The NFL deal alone figures to significantly boost A-B's sports-sponsorship outlay, which was already the fourth-largest in the U.S. last year, according to IEG, which estimated that the brewer spent between $205 million to $210 million on sports sponsorships in 2009, a slight drop from the $220 million to $225 million it shelled out a year earlier. These figures do not include measured-media spending around the events. That sort of big-platform dominance is a throwback to A-B's glory days in 1980s and '90s, when it aggressively accumulated and locked down sports properties as it built a massive market-share advantage. "That's what worked [then]," said Benj Steinman, publisher of Beer Marketer's Insights. "The question is, will it work now? And at what cost?"
In an interview, A-B President Dave Peacock said the brewer's cutbacks in recent years were designed, in part, to "rebalance our portfolio" to allow the brewer to "go big on something like this."

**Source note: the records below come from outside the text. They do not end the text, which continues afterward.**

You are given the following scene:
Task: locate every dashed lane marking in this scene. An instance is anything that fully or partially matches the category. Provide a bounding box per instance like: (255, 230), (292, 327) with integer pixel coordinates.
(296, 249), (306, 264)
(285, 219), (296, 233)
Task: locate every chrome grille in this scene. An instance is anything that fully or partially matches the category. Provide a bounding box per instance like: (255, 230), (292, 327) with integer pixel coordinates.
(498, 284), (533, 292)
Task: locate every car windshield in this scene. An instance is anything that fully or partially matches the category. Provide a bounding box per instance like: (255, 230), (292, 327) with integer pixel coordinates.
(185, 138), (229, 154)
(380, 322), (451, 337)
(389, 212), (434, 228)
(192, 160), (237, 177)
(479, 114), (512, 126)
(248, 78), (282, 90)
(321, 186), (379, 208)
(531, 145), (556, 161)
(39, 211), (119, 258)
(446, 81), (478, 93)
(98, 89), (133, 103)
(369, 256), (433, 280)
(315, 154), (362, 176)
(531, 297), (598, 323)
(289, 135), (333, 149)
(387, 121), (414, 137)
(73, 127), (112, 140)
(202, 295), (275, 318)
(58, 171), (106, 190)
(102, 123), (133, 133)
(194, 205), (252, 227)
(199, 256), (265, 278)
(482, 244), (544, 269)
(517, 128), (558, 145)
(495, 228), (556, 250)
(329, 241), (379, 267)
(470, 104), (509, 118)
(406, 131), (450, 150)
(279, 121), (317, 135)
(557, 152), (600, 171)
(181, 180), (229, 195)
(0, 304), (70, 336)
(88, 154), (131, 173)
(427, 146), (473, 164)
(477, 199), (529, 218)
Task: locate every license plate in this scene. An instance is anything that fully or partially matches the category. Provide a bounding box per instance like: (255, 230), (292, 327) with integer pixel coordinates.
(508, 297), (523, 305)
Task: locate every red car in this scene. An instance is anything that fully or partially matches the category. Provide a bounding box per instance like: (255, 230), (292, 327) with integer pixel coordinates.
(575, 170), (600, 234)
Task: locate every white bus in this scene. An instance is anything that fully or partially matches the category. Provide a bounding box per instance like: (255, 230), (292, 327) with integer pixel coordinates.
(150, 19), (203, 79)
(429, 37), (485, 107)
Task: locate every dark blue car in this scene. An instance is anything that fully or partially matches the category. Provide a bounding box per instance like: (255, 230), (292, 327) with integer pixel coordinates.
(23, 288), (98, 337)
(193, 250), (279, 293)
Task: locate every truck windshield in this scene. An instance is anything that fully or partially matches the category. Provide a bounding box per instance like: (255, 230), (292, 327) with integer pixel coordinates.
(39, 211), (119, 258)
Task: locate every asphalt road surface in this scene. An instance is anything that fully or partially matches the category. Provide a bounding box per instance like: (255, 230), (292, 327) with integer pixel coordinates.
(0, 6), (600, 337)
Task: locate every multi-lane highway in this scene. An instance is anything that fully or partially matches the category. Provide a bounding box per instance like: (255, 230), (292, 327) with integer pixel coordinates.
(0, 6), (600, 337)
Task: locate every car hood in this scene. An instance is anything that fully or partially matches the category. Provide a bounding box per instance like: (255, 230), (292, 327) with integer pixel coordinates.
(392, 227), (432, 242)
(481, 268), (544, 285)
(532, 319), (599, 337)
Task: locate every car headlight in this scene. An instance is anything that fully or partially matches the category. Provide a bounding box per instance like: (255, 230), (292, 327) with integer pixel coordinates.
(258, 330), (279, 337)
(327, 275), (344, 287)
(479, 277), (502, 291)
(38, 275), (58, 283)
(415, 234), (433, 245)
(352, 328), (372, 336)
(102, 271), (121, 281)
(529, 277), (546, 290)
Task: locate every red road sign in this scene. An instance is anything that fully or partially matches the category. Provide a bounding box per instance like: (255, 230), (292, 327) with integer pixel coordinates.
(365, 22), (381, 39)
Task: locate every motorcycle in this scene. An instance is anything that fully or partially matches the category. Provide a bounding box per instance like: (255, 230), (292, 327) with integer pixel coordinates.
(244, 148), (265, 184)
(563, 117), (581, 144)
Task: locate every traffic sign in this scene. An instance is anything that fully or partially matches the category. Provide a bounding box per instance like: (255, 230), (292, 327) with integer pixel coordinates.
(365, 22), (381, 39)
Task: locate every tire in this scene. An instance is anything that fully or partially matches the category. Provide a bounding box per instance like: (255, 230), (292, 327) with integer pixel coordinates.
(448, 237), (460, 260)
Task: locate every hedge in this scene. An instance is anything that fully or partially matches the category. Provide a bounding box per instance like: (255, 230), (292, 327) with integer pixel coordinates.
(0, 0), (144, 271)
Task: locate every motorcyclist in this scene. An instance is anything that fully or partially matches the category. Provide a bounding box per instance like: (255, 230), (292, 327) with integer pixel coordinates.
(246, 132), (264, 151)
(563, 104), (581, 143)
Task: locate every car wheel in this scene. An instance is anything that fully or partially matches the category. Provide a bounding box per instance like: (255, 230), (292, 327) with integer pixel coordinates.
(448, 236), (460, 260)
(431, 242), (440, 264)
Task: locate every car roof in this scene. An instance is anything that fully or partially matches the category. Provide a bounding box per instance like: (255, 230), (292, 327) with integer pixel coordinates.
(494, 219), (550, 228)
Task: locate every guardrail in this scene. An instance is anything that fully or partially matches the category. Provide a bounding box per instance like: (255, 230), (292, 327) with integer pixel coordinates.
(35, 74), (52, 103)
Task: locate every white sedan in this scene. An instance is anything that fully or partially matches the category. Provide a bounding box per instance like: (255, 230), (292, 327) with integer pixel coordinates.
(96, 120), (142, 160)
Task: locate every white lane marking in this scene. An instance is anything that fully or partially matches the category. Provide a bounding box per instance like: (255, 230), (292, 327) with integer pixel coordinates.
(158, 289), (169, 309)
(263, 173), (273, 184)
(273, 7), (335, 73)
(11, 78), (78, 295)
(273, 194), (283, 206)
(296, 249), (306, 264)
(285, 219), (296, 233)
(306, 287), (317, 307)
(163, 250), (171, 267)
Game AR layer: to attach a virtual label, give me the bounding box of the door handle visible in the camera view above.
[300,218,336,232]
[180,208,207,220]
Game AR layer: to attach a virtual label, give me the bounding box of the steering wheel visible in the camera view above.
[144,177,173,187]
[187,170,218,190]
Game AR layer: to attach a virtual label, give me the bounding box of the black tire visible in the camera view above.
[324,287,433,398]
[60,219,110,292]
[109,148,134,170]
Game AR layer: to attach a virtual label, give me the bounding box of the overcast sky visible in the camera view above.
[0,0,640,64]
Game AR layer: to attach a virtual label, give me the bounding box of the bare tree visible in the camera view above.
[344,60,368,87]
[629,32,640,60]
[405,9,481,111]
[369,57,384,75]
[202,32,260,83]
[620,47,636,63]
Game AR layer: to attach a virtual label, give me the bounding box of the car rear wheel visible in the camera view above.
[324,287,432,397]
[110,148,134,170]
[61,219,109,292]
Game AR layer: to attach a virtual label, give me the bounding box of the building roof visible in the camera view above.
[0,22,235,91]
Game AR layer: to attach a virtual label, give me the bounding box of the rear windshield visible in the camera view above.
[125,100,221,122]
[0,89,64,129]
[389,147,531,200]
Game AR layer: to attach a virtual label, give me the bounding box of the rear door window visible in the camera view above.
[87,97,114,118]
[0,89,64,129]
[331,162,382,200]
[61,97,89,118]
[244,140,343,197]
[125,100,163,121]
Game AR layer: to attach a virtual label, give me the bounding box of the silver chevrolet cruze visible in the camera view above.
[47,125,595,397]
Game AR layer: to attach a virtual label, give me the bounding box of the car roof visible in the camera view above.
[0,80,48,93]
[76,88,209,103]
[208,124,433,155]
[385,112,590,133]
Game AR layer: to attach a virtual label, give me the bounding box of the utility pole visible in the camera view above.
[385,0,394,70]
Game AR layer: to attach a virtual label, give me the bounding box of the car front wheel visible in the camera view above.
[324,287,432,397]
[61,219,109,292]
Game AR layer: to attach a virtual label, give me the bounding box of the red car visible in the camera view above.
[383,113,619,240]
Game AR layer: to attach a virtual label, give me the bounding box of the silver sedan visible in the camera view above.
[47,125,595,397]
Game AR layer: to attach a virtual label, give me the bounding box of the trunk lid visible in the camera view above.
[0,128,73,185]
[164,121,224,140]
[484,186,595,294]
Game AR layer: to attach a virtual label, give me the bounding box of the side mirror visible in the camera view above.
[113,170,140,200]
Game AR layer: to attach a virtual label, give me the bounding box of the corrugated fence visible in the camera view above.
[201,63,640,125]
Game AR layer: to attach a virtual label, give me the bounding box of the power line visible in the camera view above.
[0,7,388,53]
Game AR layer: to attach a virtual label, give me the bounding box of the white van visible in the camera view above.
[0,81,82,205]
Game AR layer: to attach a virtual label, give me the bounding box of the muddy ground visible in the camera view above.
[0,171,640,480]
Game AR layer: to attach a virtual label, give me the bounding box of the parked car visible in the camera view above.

Mr. Peacock said the NFL deal was a "special platform" that frequently produces games that amount to seven or eight of the year's 10 most highly rated TV programs. And, as the national obsession with football grows, it's become an increasingly year-round stage, too. For instance, Mr. Peacock said even he envisioned the first round of the NFL Draft -- which drew 7.2 million viewers this year after it was moved to prime time -- as the "kickoff to the summer selling season."
But, at the same time, the platform isn't exactly exclusive. Coors Light and Miller Lite will continue to run ads in heavy rotation during games, although those spots won't be able to make use of the league's logos and game footage.
Mr. Peacock said that is an obstacle to doing compelling creative. "It does make it more difficult to connect when you can't leverage [footage and logos]," he said. "It also creates a lot of opportunities in digital, especially through fantasy football," an area where MillerCoors has been far more aggressive than A-B to date.
"The sports leagues are getting more and more sophisticated, and that makes it harder to ambush," said Mr. Peacock, who said that was part of the rationale for A-B collecting "official beer" status with so many leagues.
Mr. Peacock wouldn't go so far as to say A-B erred in walking away from its status as the NFL's official beer in 2002, but there's little question the move created a major opportunity for Coors Light, which has had the best growth trends among major premium light beer brands in recent years. "It's disappointing to lose it," said one major-market MillerCoors distributor.